To snack or not to snack? That is the question…..
Many people think they need to avoid snacks because they are afraid that snacks will contribute to weight gain or may get in the way of their weight loss plan. This is not always the case though. It all depends on the type of snack you are eating and the rest of your calorie intake for the day. If you go for a healthy snack, you can add micronutrients to your diet, complex carbohydrates for energy and protein to fuel your muscles and help keep your fuller for longer. Ideally you should snack about halfway between meals to help keep your energy levels consistent throughout the day. Although this is only the case if you eat a healthy snack. If you choose a chocolate bar as a snack then you will get a spike of energy, followed by a crash and very little nutrients. This snack can contain a lot of fat and calories too.
We tend to snack twice a day – between breakfast and lunch and then between lunch and dinner. Here are a few of our go to snacks:
Nuts & Seed
These are the perfect on the go snack. No prep necessary and can be thrown in any bag. Be mindful of the amount you eat though as they can be high in fat and calories. They do however contain good fats, protein and fibre though. And no, the yoghurt or chocolate covered ones aren’t included in this healthy snack option 😉
Greek Yoghurt & Berries
This is a delicious and nutrient dense snack. It is a great source of calcium, potassium, protein and antioxidants. It also gets rid of sugar cravings. If you don’t like the taste of plain Greek yoghurt you could add some flavour drops or flavoured protein powder. We love to add vanilla protein to ours and a sprinkle of nuts or seeds.
Apple/Pear & Nut Butter
This one generally turns a few heads in the office, but it is delicious and filling. This snack contains fibre, vitamins, minerals and protein. Make sure to choose natural nut butters though, without added sugar and don’t go too heavy on the nut butter due to it’s high calorie content.
Fruit is always a good option for a snack. Fruit contains vitamins and minerals, are a good source of fibre and count towards your 5 a day. Plus, a lot of them are easy to eat on the go and easy to find when out and about. Most shops and garages sell fruit of some sort. Therefore no excuses 😉
Corn, Oat or Rice Cakes
These are a great snack to have at home or keep at your desk. They don’t need to be kept in the fridge, they are low in calories and fat. They offer a good base for lots of toppings. Try them with nut butter & banana, hummus, low fat cream cheese or guacamole.
Raw Vegetables & Hummus
Raw veggies are a great way to add to your 5 a day count. Carrots are an easy one and can be bought pre chopped if you are stuck for time. Peppers and celery are good options too. Dip them in hummus to add even more flavour. The chickpeas in the hummus provide protein, calcium, magnesium and phosphorus. There are even low fat versions of hummus available too. If you are using store bought hummus, just make sure to check out ingredients and pick one with only natural ingredients.

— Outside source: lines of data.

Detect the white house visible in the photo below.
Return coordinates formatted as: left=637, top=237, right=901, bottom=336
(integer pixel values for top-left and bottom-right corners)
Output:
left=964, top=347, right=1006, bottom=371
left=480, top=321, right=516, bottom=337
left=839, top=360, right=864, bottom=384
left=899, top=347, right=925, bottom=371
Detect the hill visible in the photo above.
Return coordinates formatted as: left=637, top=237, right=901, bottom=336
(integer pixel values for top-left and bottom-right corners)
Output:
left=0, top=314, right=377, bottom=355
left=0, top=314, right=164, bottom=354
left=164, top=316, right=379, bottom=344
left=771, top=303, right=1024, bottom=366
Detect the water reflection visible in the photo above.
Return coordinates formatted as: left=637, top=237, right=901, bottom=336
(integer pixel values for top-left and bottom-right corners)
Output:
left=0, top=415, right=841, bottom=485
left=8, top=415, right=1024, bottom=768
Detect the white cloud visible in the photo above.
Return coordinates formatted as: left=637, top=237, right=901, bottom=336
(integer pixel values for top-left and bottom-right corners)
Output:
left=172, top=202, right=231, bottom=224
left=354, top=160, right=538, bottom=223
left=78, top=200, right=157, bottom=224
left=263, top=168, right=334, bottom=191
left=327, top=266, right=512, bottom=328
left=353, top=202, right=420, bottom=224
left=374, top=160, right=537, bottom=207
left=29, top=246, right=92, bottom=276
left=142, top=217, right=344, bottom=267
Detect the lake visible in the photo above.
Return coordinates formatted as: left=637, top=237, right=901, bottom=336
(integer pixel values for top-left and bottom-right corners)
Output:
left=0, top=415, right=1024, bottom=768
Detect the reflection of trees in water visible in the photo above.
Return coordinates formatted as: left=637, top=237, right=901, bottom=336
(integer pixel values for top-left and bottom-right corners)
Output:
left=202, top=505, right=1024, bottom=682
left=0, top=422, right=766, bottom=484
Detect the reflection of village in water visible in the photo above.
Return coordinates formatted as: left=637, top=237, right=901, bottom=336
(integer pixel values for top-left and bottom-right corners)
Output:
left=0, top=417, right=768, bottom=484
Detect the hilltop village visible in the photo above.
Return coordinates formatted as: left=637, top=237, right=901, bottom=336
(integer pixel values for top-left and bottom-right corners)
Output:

Popcorn is a whole grain food that is high in important nutrients. This includes vitamins, minerals and high amounts of fiber. You can make your own or buy pre-packaged versions. Just note not all popcorns are as healthy as they sound. Some brands contain a lot of salt, sugar or fat. Make sure to check out the nutritional information. We like Propercorn. They do a lightly salted version or a variety of flavours. Peanut Butter & Almond is one of our favourites.
Energy or Protein Balls
We regularly make our own protein/energy balls. It doesn’t take very long and there are so many nice recipes out there to try. Check out our social media posts to find our Chocolate Orange Protein Ball recipe. These little balls are packed full of seeds, protein, dates and a multitude of other goodies. If you are buying fresh protein balls in a store, just be aware they may have a high fat or calorie content. A lot of people think that they can have a few protein balls at a time as they are “healthy”.
We love these snacks. They are easy to throw in a bag or keep at your desk. We always bring some when we are travelling. There are lots of flavours to choose from and you can go for a sweet or savoury option. They only use natural ingredients with nutritional benefits such as protein, fibre, energy-boosting magnesium and brain-boosting thiamine. Our favourites are the Cocoa Orange Energy Balls, Energise Cocoa & Orange Super Shots and the Smoky Bbq Crunch Super Shots. We love that they are an Irish brand too. They do a great range of kids snacks as well, which are perfect for lunch boxes.
These bars are also great for travelling, to throw into a bag or grab on the go. There are lots of flavours to choose from too. They are made from natural ingredients such as fruits and nuts which are ‘smooshed’ together for you into a handy bar. Gluten, wheat and dairy free, with no added sugars or hidden extras and they are all vegan friendly.
Eggs are a great source of protein, omega-3 fats, Vitamins A,B,D, E & K and contain a complete range of amino acids, the building blocks of protein. Egg muffins are super easy to prepare and last in the fridge for a few days. You can also add in vegetables for flavour and to get extra nutrients. They are a great snack, especially if you are looking for a low carb option.
So, there you have it, 11 healthy snack options to try.